A very strange version of the Parisian night

PARIS – It happens every night, and yet it’s so strange every time.

Across the city, with the 9pm curfew approaching under pandemic restrictions, chairs and tables in bars and cafes that typically stay open until the wee hours are stacked and stored.

Parisians accustomed to lazy walks on long summer nights go home. The sidewalks become silent. The city closes as quickly as a window.

At Roland-Garros, where Roland Garros organizes a match for the first time every evening, disturbing announcements sound over the loudspeakers from around 8:30 p.m.

“The doors will close in 15 minutes,” announces a voice pre-recorded in French, then in English. Stalls selling flutes of champagne, pancakes and pain au chocolat are starting to get carried away. A 10 minute warning ensues, then a five minute warning, then finally, “Ladies and gentlemen, the doors are now closed.”

“It’s very frustrating,” said Benoît Jaubert, a Parisian who comes to the tournament every year with his wife Anne, of the curfew and the forced exit as he rushed to the exit on Saturday.

They usually stay on the pitch until nightfall and the end of matches. This year, even though Roger Federer was on the verge of entering the field, the Jauberts were on the verge of exiting. “We should have the late games and then a party,” he said.

The pandemic began turning cities into ghost towns almost a year and a half ago. There is something particularly strange about this nighttime routine in the so-called City of Lights. It’s a place famous for its 3 a.m. jazz sets, where the Lost Generation fought all night long over the meaning of life in the smoky bars of the Left Bank.

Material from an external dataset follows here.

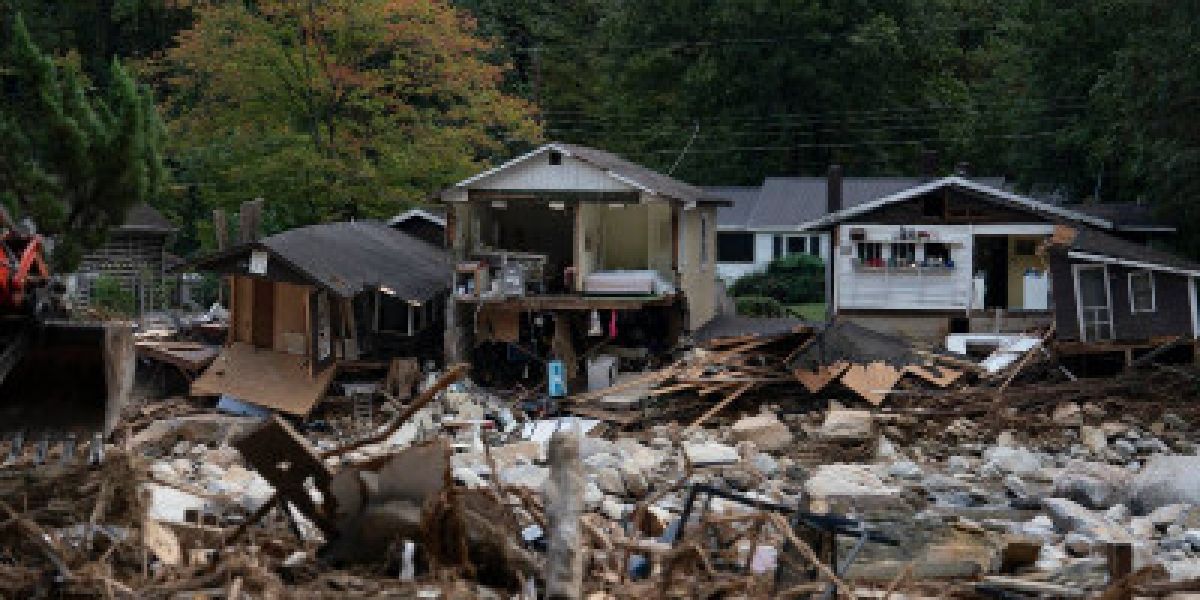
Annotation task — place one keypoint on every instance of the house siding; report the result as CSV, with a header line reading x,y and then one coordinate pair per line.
x,y
1171,315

For the handful of Americans here on a business trip (if that’s what you might call a cushy sports writing assignment to cover this elegant tournament), it was like stepping back in time a month or two. We left a country that had started to leave behind masks and pandemic restrictions.

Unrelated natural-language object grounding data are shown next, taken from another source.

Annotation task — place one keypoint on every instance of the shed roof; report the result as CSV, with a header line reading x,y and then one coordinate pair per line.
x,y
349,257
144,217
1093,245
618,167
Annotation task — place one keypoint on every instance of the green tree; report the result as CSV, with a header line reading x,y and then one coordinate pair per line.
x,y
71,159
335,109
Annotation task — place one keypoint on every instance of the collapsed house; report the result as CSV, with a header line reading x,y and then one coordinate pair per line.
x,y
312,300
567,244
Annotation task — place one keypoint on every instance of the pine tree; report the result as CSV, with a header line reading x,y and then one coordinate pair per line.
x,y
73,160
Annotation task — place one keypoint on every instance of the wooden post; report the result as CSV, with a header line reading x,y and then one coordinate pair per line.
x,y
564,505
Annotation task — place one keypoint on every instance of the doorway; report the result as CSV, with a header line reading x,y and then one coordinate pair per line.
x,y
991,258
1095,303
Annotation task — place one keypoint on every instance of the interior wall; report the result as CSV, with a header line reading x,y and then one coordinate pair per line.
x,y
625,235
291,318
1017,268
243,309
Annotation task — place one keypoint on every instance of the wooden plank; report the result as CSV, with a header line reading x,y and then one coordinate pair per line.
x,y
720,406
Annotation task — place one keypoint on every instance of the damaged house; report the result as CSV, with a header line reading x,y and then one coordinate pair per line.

Calling it a night at 9 p.m. is pretty much the most anti-Parisian event, especially at this time of year, when dusk doesn’t come until after 10 p.m. and the last thing you want to do. as the sun goes down is to go home.

The curfew is no joke though. If you forget to eat and don’t have much in the refrigerator at home, you’re out of luck. There is no steak and fries at the end of the evening. All kitchens, grocery stores and ice cream parlors are, unnatural, locked.

Listen to Thibaud Pré. He runs an Italian restaurant on the Canal Saint-Martin in the northeast of the city. This is where the young people hang out. Think of the northern neighborhoods of Brooklyn, like Williamsburg and Bushwick, or the eastern part of London.

On Friday evening, just before 8 p.m., the cool kids and grown-ups who wanted to do like them drank by the canals and at Acqua e Farina, the Pre’s restaurant, and all the other bars and restaurants in the neighborhood.

An hour later they were mostly gone, rushing home or rushing to the subway, where just after 9 p.m. security guards could start asking for the required pass to exit after curfew. .

As he stacked tables and collected payments from the few customers who lingered until the last minutes, Pre said on a typical late-spring Friday at 9 p.m., 50 people would be waiting for a table. He would keep the restaurant open until 2 a.m. and bring in about five times as much money as it currently is. Without the generous help of the government, his business probably would not have survived.

He said his clients got used to the routine after so many months, showing up earlier, filling their stomachs until regulations forbid staying any longer, and then turning into citizens of one places like Switzerland where sidewalks thin out long before they should.

“For how long it lasts like this, we just don’t know,” said Pre.

It’s been so long, and so odd, that the Pré doesn’t want to bet on the current plan to push back the two-hour curfew on Wednesday, which seems more civilized by Parisian standards, but only slightly.

In July, the curfew could disappear completely and the sidewalks of the Seine could be alive all night again, although nightclubs are supposed to remain closed.

One day maybe, maybe even before the next Roland-Garros, if this great French tennis night owl, Yannick Noah, has his say, these 3 a.m. jazz sets and the real Paris could well come back.